Score the vanilla pod lengthways through into the middle. Open the skin and remove the seeds by scraping them out with a knife. Add the seeds to the yogurt in the pot, and give it a good stir.

Place the dry ingredients and the butter in a bowl, as for the basic white bread. Add the yogurt and mix the contents of the bowl with your hand, using a circular movement. (You'll see from the video of my hands going into the mix that I didn't relish the prospect, though it wasn't quite as icky as I expected. You'll also notice that I was already talking when Dan started the film, going on pointlessly about something - the modern equivalent of all those childhood photos I took of my mum in mid flow, her mouth open, her look intent.) If the mix is too dry, add some milk, a little at a time, until all the dry ingredients have been picked up.

From here, follow the kneading and rising instructions for the basic white bread. (At this stage I was a bit worried that I'd added too much milk, as there was a lot of cratering on the surface of the dough, see above left.) Once the dough has risen for two hours, knock the air out, shape the dough into a round and place it on a baking tray lined with lightly oiled greaseproof paper. (There was no more cratering at this stage, see above right.) Place the tray inside a clean plastic bag and leave the dough to prove for an hour, then glaze with beaten egg and slash with a cross before baking in the oven set at 200C (400F, gas 6) for half an hour.

Cratered dough before first rise
Smooth dough ready for proving

Fresh bread
Much to my surprise, given the cratering in the original dough, this worked incredibly well.
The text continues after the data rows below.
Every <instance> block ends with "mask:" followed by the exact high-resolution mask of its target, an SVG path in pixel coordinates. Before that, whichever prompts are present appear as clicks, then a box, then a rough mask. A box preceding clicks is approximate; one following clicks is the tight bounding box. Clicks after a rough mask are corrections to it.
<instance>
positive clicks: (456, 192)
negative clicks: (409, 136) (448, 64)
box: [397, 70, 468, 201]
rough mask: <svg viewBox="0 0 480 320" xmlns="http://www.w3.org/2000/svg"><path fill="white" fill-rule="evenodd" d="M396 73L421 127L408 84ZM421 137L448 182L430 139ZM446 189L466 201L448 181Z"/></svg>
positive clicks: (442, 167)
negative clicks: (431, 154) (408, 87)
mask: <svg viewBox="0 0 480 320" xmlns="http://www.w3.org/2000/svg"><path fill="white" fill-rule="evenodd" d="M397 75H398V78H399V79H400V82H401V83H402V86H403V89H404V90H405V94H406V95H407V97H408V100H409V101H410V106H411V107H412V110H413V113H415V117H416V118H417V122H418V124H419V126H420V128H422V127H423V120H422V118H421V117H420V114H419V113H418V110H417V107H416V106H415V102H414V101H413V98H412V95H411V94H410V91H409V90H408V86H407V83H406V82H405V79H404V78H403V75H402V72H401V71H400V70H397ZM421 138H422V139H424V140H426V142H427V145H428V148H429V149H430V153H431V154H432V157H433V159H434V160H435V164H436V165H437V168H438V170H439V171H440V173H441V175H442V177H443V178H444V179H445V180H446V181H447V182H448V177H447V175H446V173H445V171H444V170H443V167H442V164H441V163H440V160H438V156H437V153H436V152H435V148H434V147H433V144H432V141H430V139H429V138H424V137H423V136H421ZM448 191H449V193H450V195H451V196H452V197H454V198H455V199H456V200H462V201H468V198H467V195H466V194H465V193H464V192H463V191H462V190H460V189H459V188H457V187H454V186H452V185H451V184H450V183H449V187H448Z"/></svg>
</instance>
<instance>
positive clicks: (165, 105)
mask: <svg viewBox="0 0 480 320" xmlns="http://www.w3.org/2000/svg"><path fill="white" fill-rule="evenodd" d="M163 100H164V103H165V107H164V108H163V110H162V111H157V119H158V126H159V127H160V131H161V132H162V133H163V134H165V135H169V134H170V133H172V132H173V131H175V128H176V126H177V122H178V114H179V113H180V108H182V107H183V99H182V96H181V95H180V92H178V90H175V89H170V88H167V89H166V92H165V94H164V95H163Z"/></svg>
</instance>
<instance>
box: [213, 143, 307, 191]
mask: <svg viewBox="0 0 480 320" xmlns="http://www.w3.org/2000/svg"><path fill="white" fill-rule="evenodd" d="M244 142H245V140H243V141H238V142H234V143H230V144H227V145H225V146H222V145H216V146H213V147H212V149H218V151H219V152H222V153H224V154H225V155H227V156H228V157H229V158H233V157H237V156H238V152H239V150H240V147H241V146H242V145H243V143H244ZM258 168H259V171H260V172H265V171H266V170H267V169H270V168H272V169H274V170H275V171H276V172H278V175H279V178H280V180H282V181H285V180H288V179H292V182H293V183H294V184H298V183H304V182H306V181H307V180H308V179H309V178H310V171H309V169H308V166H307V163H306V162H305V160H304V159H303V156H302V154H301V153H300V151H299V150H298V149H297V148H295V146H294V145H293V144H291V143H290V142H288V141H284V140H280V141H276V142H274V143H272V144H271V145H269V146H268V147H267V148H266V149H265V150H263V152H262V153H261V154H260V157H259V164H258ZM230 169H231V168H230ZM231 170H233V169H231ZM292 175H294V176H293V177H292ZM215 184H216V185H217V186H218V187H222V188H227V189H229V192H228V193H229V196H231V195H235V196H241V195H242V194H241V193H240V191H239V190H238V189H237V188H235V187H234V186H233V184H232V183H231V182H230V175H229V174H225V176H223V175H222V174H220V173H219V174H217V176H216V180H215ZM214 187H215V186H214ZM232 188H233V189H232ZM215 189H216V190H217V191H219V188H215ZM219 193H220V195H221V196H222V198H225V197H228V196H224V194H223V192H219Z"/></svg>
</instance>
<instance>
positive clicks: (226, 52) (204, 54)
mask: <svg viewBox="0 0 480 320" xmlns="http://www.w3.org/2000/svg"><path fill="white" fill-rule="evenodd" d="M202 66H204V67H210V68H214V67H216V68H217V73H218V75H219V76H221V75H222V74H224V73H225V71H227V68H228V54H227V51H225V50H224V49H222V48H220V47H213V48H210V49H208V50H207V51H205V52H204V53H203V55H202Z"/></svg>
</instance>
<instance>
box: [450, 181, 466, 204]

The finished bread is a brioche-style loaf that is especially lovely toasted. The vanilla flavour is not overpowering but is definitely there. I agree with Dan's double yum.

A day or so later
Hmmm, as Dan says. I noticed that he wasn't asking to eat the bread at every possible moment - which has been the case with all the previous inventions. So I asked him what he thought again, and he gave it the lower rating. Again, I agree with him. Although it is not at all stale, the toasted bread had become rather cakey and heavy. When I make this again, it will be a smaller loaf for immediate eating.